An Australian play that looks at issues of juvenile crime and citizenship, its themes are highly topical, and it fits neatly into the area of theatre as education that the government is keen to promote.
Teenage delinquency and how to deal with it dates back to the 1950's and is primarily thought of in terms of television and cinema — the James Dean vehicle "Rebel Without A Cause" for example — but the theatre can deal with this as well: most memorably, with music, in Bernstein and Sondheim's updating of the "Romeo and Juliet" story, set against the background of New York's teenage gangs in West Side Story.
The Stones is the dramatization of a true story of two Australian teenagers who were charged with manslaughter in 1994 for kicking stones from a motorway bridge onto a road, and killing a motorist in the process. The production involves a considerable amount of physical theatre — acrobatics, music and movement as well as a witty script — to make the play accessible and involving for younger audiences.

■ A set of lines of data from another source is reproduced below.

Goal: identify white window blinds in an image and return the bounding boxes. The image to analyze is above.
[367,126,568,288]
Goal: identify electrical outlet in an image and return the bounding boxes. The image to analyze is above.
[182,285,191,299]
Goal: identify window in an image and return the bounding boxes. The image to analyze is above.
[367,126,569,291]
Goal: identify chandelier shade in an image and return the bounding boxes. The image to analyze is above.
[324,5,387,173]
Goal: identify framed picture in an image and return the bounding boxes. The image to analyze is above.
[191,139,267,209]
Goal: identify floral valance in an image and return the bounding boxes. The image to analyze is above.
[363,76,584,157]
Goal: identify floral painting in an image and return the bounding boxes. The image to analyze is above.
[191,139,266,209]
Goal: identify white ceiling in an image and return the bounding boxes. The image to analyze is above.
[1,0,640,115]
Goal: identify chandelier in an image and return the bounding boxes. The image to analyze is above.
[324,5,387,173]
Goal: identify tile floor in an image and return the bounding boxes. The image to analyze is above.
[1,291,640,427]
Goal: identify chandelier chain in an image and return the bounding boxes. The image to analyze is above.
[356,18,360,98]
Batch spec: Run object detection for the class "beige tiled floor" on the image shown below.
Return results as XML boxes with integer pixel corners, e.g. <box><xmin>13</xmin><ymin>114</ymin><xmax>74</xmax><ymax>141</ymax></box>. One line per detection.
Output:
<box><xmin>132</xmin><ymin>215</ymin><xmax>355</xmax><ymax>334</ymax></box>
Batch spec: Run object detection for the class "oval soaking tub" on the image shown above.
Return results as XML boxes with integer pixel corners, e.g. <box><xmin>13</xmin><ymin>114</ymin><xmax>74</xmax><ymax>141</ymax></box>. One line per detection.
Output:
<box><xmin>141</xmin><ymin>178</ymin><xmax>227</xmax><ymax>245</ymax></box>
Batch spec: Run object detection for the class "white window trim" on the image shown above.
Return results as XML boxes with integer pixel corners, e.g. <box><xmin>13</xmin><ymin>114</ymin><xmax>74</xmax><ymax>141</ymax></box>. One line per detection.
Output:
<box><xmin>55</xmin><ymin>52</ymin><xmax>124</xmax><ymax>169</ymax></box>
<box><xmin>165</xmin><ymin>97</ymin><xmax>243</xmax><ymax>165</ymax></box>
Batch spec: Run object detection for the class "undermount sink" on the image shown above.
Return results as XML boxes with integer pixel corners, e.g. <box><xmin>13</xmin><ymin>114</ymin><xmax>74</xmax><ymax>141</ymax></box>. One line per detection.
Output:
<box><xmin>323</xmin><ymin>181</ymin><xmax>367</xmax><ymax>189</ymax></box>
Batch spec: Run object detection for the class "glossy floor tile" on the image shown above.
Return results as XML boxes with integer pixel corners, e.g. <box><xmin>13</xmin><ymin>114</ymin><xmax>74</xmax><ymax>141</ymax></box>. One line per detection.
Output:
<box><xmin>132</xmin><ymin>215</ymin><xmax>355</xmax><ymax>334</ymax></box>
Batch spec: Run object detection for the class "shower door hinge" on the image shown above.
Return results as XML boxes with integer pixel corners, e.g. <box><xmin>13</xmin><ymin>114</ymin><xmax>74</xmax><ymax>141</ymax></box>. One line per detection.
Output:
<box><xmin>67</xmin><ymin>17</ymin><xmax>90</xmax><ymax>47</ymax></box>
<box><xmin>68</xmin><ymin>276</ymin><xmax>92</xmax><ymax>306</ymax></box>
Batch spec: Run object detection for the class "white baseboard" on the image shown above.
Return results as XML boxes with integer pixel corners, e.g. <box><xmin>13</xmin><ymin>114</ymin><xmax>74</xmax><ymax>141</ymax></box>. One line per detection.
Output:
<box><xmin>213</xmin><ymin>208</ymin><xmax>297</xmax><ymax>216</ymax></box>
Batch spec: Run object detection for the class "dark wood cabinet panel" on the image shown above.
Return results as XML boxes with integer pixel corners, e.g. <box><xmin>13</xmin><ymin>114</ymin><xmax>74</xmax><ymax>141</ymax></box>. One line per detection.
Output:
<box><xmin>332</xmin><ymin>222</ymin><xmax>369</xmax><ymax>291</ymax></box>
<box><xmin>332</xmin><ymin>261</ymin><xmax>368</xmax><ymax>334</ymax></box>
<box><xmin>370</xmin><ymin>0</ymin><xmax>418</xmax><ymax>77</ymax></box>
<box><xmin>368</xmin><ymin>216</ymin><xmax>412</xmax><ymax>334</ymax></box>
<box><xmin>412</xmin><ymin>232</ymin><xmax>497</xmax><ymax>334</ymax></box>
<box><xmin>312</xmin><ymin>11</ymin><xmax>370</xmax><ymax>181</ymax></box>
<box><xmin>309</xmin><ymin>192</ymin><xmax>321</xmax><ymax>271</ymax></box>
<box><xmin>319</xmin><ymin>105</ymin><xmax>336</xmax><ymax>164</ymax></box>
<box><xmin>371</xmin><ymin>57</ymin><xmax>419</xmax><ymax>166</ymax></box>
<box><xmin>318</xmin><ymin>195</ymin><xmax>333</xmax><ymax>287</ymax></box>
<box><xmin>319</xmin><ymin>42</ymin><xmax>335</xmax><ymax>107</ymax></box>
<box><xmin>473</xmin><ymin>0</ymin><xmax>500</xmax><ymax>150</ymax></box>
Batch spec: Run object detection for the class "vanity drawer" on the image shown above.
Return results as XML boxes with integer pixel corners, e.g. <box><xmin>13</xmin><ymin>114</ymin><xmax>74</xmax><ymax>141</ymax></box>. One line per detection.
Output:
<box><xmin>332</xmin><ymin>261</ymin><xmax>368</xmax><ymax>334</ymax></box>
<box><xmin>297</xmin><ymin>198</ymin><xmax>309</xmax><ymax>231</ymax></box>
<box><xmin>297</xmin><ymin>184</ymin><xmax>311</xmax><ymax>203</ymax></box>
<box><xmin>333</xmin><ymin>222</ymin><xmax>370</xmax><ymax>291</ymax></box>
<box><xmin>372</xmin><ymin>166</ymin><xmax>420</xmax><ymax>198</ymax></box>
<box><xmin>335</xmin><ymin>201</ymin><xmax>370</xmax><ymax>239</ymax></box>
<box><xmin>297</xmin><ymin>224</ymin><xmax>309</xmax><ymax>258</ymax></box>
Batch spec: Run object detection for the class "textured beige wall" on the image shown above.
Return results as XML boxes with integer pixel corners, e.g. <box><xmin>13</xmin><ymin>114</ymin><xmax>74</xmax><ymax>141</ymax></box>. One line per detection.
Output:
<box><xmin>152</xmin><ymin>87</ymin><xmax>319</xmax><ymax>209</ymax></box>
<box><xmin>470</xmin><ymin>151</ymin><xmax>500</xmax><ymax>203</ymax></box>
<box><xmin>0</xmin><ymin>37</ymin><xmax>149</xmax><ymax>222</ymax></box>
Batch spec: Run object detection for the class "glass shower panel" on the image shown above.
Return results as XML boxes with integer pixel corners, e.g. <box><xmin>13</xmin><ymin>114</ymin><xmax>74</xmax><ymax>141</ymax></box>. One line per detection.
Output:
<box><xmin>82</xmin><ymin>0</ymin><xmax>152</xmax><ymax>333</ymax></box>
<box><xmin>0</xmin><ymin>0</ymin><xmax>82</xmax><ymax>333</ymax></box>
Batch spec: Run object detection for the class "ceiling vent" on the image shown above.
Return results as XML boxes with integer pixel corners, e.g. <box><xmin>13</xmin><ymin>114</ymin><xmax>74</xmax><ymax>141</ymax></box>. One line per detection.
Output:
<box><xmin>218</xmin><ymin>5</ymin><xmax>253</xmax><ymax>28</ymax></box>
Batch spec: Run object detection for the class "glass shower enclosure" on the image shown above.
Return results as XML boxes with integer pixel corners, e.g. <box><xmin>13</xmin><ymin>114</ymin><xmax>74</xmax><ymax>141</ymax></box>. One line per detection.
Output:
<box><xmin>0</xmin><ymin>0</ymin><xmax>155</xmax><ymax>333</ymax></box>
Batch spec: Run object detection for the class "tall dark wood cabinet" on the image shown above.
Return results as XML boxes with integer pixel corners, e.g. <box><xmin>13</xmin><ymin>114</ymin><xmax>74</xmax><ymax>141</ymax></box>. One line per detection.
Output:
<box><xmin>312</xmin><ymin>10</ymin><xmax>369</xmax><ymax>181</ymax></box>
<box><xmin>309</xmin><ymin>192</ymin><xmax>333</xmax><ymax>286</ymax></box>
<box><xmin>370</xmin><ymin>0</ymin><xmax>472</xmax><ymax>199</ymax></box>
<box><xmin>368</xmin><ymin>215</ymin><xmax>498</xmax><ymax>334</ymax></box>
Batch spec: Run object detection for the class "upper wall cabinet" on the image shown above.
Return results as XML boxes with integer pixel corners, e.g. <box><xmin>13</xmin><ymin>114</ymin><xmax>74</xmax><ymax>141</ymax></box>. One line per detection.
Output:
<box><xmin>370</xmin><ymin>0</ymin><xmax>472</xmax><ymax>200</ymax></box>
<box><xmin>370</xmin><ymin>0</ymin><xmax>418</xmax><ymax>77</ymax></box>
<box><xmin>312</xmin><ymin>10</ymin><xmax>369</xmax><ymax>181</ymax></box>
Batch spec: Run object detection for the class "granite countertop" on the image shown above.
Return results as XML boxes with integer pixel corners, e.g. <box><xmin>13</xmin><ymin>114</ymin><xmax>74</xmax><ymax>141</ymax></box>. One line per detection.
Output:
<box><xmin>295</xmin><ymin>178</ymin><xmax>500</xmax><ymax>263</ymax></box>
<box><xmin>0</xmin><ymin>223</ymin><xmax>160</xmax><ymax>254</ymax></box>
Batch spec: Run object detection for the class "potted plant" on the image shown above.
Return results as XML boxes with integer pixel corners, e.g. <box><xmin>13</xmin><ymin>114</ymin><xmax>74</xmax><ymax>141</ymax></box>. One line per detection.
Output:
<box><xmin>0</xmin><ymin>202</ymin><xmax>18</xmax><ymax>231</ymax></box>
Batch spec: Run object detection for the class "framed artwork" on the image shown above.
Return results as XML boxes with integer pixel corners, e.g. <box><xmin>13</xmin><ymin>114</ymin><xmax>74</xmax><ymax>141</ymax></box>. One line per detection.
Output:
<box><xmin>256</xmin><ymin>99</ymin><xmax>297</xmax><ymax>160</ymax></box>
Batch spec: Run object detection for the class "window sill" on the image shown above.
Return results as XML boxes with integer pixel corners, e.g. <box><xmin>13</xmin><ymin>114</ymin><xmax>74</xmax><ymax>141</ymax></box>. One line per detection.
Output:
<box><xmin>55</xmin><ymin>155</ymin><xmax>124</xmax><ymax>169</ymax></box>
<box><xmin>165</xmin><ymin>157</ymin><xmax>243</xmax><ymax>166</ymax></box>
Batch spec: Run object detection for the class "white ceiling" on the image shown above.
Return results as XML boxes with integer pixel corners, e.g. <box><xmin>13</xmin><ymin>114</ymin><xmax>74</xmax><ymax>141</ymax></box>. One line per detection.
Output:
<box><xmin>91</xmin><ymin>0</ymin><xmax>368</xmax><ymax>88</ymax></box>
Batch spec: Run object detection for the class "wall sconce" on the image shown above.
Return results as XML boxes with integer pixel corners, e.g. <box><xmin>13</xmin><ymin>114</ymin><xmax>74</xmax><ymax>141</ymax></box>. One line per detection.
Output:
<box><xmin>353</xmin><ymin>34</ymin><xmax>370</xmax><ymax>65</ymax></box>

The Stones is the first in a series of plays staged by Interact, a program initiated by the National's Education Department to promote positive images of citizenship through theatrical performances aimed at secondary school children. There are also actor-led workshops for teachers and students as part of the Interact program, which is part of the National's overall commitment (focussed on the recently launched Transformation series of plays in the Lyttleton and Lyttelton Loft) to making the theatre more attractive, and relevant, to young people.